ODAC's built-in proxy includes an in-memory page cache that can dramatically reduce backend load and improve response times for high-traffic pages. Caching is completely opt-in — no page is ever cached unless your app explicitly requests it.

How it works

When your app sends a response with the X-Odac-Cache: <seconds> header, ODAC caches that page's HTML in memory and serves subsequent requests directly from the proxy — without hitting your backend.

To protect against caching dynamic content (e.g. pages with CSRF tokens or per-user data), ODAC uses a stability check: a page is only promoted to cache after two consecutive requests return identical content. On the first request, ODAC fetches from your backend and stores a fingerprint. On the second request, if the content matches, the page is marked stable and served from cache from that point on.

Enabling cache from your app

Send the X-Odac-Cache response header with the TTL in seconds:

X-Odac-Cache: 3600

Node.js (plain)

res.setHeader('X-Odac-Cache', '3600')
res.send(html)

ODAC.JS framework

Odac.cache(3600)

Cache behavior

Behavior Detail
Opt-in only Pages without X-Odac-Cache are never cached
Stability guard Only served from cache after two consecutive identical responses
Stale-while-revalidate Cached response is served instantly; backend is re-checked asynchronously (at most once per second per entry)
TTL Set by your app via X-Odac-Cache: <seconds>. Entry is hard-expired and removed after TTL
Max body size 2 MB — larger responses are not cached
Methods Only GET and HEAD requests
Query strings Requests with query parameters (?foo=bar) are never served from cache
Authorization Requests with an Authorization header bypass the cache

Automatic protection & refresh

ODAC's page cache is designed to be safe by default. Several mechanisms automatically prevent stale or per-user content from ever being served to the wrong visitor:

Per-user / dynamic content is never cached

The stability guard is what protects pages that differ between visitors. If two consecutive responses for the same URL produce different content (for example a per-user greeting, a unique CSRF token, or any randomized markup), ODAC concludes the page is dynamic, discards the candidate entry, and never promotes it to cache. Such pages always hit your backend, even if they send X-Odac-Cache.

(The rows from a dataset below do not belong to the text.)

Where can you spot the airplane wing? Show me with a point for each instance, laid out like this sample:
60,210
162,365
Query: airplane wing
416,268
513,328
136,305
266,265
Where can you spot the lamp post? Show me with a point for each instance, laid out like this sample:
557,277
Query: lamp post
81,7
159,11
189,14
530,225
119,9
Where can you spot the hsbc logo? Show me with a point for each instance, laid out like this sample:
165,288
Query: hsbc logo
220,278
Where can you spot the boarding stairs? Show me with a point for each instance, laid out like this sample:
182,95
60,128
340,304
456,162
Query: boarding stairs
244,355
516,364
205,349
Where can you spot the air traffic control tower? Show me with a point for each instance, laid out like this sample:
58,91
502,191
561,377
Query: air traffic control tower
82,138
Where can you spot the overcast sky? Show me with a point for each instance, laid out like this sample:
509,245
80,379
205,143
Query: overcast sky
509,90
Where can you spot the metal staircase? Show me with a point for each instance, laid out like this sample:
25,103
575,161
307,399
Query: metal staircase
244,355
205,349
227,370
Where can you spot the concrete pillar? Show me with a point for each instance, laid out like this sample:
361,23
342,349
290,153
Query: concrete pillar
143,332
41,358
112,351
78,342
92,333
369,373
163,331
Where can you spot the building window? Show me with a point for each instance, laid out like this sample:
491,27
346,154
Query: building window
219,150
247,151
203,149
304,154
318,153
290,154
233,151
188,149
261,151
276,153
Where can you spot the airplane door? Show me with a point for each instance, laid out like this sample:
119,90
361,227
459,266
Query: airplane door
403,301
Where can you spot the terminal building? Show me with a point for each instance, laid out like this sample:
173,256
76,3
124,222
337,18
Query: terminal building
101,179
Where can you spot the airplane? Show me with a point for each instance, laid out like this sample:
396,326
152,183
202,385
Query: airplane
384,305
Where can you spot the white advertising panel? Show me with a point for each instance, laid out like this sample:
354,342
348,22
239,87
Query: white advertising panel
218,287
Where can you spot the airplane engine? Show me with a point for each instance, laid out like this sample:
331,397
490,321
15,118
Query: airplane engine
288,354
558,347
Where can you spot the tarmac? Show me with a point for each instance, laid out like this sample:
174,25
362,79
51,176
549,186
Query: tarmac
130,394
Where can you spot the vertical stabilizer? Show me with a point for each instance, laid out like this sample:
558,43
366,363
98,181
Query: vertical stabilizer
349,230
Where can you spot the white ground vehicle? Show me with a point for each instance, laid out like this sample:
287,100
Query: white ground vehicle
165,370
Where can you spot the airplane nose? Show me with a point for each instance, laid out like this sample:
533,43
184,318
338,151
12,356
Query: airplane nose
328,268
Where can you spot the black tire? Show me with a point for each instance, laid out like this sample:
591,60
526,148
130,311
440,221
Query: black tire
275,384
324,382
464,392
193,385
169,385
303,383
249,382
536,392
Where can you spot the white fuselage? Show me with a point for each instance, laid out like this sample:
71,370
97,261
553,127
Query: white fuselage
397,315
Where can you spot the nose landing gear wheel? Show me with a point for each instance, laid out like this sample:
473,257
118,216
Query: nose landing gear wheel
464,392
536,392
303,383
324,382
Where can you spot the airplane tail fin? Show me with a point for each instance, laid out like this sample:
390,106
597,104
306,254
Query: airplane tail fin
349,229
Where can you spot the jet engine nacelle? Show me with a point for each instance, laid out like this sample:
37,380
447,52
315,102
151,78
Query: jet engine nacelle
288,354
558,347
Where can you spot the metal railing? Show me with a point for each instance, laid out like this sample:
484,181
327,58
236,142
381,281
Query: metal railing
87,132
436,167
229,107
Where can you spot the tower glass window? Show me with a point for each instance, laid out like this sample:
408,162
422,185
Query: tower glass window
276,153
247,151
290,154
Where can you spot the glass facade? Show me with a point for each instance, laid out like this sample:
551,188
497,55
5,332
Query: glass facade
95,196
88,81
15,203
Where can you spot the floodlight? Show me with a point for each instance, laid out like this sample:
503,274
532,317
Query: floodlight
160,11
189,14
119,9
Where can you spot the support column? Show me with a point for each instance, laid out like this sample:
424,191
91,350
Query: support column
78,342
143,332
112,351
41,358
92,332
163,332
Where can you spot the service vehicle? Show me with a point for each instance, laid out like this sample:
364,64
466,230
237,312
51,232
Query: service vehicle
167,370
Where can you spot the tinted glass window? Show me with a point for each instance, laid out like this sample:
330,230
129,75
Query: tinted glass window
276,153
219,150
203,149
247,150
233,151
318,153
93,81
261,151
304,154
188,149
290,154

Cookies do not disable caching — they are stripped

Setting a cookie (Set-Cookie) does not turn caching off. Session cookies are common on otherwise-static landing pages, so ODAC keeps caching the page but removes the Set-Cookie header from the cached copy — a cookie is never replayed to a different visitor. If a page genuinely must not be cached, omit X-Odac-Cache or send Cache-Control: no-store / private.

Pages auto-refresh when they change

ODAC doesn't blindly wait for the full TTL to expire. While serving a cached page it runs a background conditional revalidation (throttled to once per second per entry). If the backend returns changed content, ODAC replaces the entry and resets its stability — so updated pages are picked up quickly without waiting out the remaining TTL. (The TTL still acts as a hard upper bound on staleness.)

Caching can be withdrawn at runtime

If, on a later revalidation, your backend stops sending X-Odac-Cache (or switches to Cache-Control: no-store / private), ODAC automatically purges the cached entry. You can turn caching off for a page simply by no longer sending the header.

Cache hit headers

When a response is served from cache, ODAC sets the following headers on the response:

X-Odac-Cache: HIT
Age: <seconds since cached>
Server: ODAC

You can use X-Odac-Cache: HIT to confirm a page is being served from cache (e.g. in browser DevTools or curl -I).

Vary support

If your app sends a Vary response header, ODAC uses it to store separate cache variants for the same URL. For example, you can cache different responses for AJAX vs. full-page requests:

Vary: X-Requested-With

Only the following Vary fields are supported. Responses with any other Vary field are not cached:

  • Accept
  • X-Odac
  • X-Requested-With

Accept-Encoding is always ignored — ODAC caches the raw body and compresses on serve.

What is and isn't cached

ODAC intentionally strips Set-Cookie from cached entries — cookies are never replayed from cache. Other safe headers are preserved: Cache-Control, Content-Type, ETag, Last-Modified, Link, Vary, X-Robots-Tag.

Responses are not cached if:

  • Status code is not 200 OK
  • Cache-Control contains no-store or private
  • Body is empty or exceeds 2 MB
  • The proxy is running low on shared cache memory

Automatic cache purge

ODAC automatically purges the page cache for a domain after every app deploy or restart. You don't need to do anything — stale cached pages are cleared before fresh traffic arrives.